Gas phase synthesis of non-bundled, small diameter single-walled carbon nanotubes with near-armchair chiralities

TL;DR

This paper introduces a new floating catalyst method for synthesizing small diameter, non-bundled single-walled carbon nanotubes with near-armchair chiralities, achieving high purity, length, and electrical performance.

Contribution

The study presents a novel synthesis route that produces high-quality, individual SWCNTs with controlled chiralities and minimized bundling, advancing nanotube fabrication techniques.

Findings

Achieved high G/D Raman intensity ratios up to 48.

Produced SWCNTs with lengths up to 4 microns.
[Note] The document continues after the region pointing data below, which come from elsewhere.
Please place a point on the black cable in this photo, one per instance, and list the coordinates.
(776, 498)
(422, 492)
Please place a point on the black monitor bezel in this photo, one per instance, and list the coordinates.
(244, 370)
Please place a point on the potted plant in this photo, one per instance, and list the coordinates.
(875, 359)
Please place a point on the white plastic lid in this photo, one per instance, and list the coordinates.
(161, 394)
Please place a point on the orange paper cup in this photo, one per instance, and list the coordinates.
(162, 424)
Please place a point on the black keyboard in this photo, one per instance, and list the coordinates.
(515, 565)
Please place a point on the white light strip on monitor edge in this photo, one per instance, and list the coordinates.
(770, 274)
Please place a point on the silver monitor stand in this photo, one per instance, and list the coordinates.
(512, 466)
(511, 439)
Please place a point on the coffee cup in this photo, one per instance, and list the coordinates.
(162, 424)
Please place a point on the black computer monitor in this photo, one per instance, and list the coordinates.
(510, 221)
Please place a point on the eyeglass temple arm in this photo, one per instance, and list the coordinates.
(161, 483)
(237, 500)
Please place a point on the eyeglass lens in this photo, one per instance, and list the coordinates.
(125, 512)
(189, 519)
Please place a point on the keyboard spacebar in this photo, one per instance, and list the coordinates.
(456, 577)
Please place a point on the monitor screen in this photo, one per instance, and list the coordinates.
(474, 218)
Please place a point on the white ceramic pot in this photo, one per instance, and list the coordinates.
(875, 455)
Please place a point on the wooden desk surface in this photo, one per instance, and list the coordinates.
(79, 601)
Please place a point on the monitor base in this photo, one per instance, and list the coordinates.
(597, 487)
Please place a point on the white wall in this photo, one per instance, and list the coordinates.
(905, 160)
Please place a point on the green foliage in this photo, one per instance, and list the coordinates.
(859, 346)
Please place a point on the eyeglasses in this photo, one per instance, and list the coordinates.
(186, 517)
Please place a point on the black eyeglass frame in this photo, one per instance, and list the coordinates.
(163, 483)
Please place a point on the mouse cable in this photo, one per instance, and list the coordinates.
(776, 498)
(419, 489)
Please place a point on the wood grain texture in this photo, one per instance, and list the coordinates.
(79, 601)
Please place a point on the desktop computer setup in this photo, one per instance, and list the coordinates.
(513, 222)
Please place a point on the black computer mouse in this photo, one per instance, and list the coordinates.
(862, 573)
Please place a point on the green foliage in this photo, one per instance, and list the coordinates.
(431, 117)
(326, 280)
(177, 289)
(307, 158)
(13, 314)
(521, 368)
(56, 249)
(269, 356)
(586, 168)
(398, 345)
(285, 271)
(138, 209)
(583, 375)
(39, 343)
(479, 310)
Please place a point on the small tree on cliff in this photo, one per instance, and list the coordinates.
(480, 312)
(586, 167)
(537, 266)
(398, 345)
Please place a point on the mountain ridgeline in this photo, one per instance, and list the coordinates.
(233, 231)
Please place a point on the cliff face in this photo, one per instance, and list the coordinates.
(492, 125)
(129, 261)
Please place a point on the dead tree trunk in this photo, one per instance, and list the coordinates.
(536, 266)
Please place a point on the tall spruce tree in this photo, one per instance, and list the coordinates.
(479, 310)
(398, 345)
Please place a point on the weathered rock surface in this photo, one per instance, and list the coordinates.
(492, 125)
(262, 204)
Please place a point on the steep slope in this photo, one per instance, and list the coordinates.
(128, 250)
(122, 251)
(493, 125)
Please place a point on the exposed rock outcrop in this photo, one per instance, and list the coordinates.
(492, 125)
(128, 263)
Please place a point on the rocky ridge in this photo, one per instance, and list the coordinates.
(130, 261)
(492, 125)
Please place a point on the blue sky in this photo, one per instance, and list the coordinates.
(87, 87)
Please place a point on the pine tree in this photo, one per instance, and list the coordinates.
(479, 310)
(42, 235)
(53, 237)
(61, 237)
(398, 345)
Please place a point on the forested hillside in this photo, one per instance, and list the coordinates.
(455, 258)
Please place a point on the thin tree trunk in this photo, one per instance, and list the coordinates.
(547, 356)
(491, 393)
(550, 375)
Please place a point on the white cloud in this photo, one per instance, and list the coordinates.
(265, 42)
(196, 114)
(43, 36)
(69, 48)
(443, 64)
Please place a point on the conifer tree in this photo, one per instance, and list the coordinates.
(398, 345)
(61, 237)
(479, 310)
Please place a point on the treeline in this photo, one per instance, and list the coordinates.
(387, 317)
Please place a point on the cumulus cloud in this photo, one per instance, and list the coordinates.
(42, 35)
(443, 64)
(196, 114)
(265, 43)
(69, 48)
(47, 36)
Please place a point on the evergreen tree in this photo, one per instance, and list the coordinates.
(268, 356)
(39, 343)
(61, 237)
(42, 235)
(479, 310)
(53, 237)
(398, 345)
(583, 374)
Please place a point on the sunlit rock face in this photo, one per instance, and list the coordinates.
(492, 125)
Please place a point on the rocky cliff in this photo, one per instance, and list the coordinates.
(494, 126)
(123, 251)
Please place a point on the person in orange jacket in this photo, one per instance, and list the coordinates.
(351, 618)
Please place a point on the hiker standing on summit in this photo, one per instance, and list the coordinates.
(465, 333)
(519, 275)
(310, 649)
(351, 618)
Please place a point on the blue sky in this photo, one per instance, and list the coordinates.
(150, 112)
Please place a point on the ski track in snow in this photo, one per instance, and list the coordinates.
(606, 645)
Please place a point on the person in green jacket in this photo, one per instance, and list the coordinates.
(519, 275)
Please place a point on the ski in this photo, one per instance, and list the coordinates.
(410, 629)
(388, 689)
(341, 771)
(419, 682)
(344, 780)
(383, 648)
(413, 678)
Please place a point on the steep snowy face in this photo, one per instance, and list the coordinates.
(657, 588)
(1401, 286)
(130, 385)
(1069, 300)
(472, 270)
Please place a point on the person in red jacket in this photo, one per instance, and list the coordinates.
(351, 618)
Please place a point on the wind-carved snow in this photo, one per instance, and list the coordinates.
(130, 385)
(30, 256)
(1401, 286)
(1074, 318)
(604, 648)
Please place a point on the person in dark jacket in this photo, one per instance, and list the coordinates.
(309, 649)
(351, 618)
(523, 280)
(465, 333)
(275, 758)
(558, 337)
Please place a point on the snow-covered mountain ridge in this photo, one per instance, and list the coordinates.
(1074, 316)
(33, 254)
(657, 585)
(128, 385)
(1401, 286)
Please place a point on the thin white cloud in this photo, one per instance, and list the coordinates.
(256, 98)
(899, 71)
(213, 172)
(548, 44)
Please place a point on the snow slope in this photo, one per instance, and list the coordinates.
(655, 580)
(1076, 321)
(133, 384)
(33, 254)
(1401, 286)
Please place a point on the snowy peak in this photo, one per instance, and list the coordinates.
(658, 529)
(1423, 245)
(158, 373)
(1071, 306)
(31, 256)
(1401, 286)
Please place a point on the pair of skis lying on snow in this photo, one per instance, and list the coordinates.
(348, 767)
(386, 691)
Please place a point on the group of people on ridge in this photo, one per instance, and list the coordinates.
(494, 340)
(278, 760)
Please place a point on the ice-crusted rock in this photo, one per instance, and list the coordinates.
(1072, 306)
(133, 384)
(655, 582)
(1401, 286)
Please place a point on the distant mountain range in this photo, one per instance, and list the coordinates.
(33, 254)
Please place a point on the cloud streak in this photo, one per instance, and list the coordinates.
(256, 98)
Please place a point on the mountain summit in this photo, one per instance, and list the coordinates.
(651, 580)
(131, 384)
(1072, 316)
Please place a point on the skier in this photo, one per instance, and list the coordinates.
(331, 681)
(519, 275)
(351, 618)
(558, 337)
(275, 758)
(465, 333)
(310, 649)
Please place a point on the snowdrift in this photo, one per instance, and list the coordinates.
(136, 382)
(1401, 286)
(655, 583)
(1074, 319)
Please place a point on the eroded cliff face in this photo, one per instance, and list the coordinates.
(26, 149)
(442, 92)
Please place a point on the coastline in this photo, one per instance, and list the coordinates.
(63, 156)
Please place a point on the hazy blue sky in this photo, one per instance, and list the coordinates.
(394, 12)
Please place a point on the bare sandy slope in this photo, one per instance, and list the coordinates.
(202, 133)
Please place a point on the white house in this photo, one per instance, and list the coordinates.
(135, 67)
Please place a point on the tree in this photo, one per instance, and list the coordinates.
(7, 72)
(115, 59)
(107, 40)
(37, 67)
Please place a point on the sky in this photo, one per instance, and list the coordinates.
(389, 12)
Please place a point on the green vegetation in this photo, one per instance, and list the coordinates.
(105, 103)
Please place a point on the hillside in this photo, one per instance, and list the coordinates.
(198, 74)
Created transparent conductive films with low sheet resistance of 63 Ohms/sq.

Abstract

We present a novel floating catalyst synthesis route for individual, i.e. non-bundled, small diameter single-walled carbon nanotubes (SWCNTs) with a narrow chiral angle distribution peaking at high chiralities near the armchair species. An ex situ spark discharge generator was used to form iron particles with geometric number mean diameters of 3-4 nm and fed into a laminar flow chemical vapour deposition reactor for the continuous synthesis of long and high-quality SWCNTs from ambient pressure carbon monoxide. The intensity ratio of G/D peaks in Raman spectra up to 48 and mean tube lengths up to 4 microns were observed. The chiral distributions, as directly determined by electron diffraction in the transmission electron microscope, clustered around the (n,m) indices (7,6), (8,6), (8,7) and (9,6), with up to 70% of tubes having chiral angles over 20{\deg}. The mean diameter of SWCNTs was reduced from 1.10 to 1.04 nm by decreasing the growth temperature from 880 to 750 {\deg}C, which simultaneously increased the fraction of semiconducting tubes from 67 to 80%. Limiting the nanotube gas phase number concentration to approx. 100 000 per cubic centimetre successfully prevented nanotube bundle formation that is due to collisions induced by Brownian diffusion. Up to 80 % of 500 as-deposited tubes observed by atomic force and transmission electron microscopy were individual. Transparent conducting films deposited from these SWCNTs exhibited record low sheet resistances of 63 Ohms/sq. at 90 % transparency for 550 nm light.